Well if they are considering this hows about VAT on houses, we could start with newly built ones and BTL landlords and then move onto 2nd hand houses whilst at the same time getting rid of stamp duty. Commercial property should also be included with an appropriate write-off period, say 10 years.

Posted by enuii @ 09:48 PM (641 views) Add Comment

5 Comments

1. chrisch said...

VAT is levied on new build housing.

Saturday, March 6, 2010 10:59PM Report Comment
 

2. stillthinking said...

We already pay tax on food. Where do people imagine the farmers income tax, fuel duty, etc comes from? Taxes are embedded in prices. UK high taxation is embedded everywhere. Idiot boy Darling just increased NI employer contributions, does this make exported goods cheaper or more expensive....
We are on the wrong side of the Laffer curve in every aspect of life which is probably why so many people think we are in an unavoidable debt death spiral.

Sunday, March 7, 2010 11:39AM Report Comment
 

3. iguana said...

enuii,
There is VAT on all building as I recall, it is at the zero rate on new domestic? and at the full rate on commercial. The rub comes when a domestic new build is not sold as new, but rented out- the 'input tax' then has to be paid back. Lots of developers are clobbered by this.

Sunday, March 7, 2010 12:32PM Report Comment
 

4. mark wadsworth said...

1. New residential buildings are zero rated when sold, which means that the developer does not charge VAT on the selling price, but can reclaim all the VAT he has paid his own suppliers ('input VAT'). Other EU countries make the developer charge VAT on new builds, so all that happens is the price he pays for land goes down (he cannot just increase his price by the VAT amount because then people would just buy 'second hand' properties).

2. New residential buildings are exempt if the developer rents them out. That means he does not have to charge VAT on rents but cannot reclaim his input VAT.

3. Commercial construction is, by and large, VAT-able in the ordinary way.

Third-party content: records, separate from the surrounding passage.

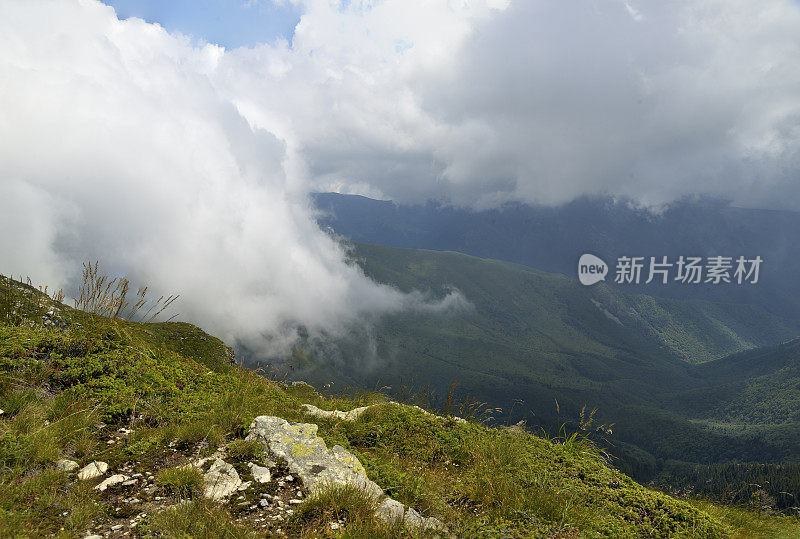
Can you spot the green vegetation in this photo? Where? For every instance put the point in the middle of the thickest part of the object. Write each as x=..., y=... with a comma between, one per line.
x=65, y=391
x=184, y=481
x=540, y=347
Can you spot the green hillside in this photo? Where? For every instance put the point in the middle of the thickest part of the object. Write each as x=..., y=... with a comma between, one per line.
x=541, y=347
x=146, y=399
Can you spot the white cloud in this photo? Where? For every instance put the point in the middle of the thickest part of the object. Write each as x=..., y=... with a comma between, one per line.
x=114, y=145
x=188, y=166
x=481, y=102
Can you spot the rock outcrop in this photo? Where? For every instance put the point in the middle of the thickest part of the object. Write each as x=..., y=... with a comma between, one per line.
x=221, y=480
x=307, y=456
x=93, y=469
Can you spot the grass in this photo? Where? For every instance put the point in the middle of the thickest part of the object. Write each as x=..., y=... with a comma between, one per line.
x=199, y=519
x=57, y=386
x=337, y=504
x=185, y=481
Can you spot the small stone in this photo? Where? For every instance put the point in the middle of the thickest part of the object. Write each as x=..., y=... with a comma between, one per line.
x=221, y=480
x=111, y=481
x=93, y=469
x=260, y=474
x=66, y=465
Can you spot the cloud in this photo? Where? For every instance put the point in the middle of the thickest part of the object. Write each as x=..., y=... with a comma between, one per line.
x=115, y=145
x=187, y=166
x=480, y=102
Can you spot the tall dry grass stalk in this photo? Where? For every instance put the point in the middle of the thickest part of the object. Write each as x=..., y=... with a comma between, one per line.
x=104, y=296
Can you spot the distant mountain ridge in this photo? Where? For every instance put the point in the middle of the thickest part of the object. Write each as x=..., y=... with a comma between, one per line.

4. There are then tens of thousands of stupid exemptions to cloud the picture.

But we know for a fact that the Home-Owner-ists would prefer higher VAT on food to higher tax on properties. They don't care if today's FTBs are reduced to eating baked beans from the tin, as long as they are borrowing at least five times their income to buy a house.

Sunday, March 7, 2010 12:46PM Report Comment
 

5. enuii said...

Damn, knew it would end up complicated!